The purpose of any communication is to ensure that the necessary interactions occur.
ISO requires that both external and internal communication takes place as part of the food safety
management system.
External communication aims to exchange information in order to ensure that any relevant hazard is controlled
at one step through the food chain by interaction, for example,
a) up and down the food chain, for food safety hazard(s) that may not or cannot be controlled by the
organization and which consequently need(s) to be controlled at other steps in the food chain,
b) with customers as the basis for mutual acceptance of the level of food safety required (by the customer),
and
c) with statutory and regulatory authorities and other organizations.
External communication is the method whereby the organization and the external organization agree by
contract or other means upon the level of food safety required and on the capability of delivering to the agreed
requirements.
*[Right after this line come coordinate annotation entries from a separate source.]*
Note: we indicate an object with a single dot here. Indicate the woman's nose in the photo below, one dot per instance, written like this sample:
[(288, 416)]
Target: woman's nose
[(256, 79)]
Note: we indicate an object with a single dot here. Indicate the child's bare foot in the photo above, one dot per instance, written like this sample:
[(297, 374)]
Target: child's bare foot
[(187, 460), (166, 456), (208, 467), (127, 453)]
Channels of communication with statutory and regulatory authorities and other organizations
should be established as a basis for providing public acceptance of the level of food safety and for ensuring the
reliability of the organization.
Training of designated personnel in communication skills may be an important aspect as well.
The internal communication system of the organization should ensure that sufficient and relevant information
and data are available to all personnel involved in the various operations and procedures. The food safety team
leader has a major role in the area of the internal communication of food safety issues within the organization.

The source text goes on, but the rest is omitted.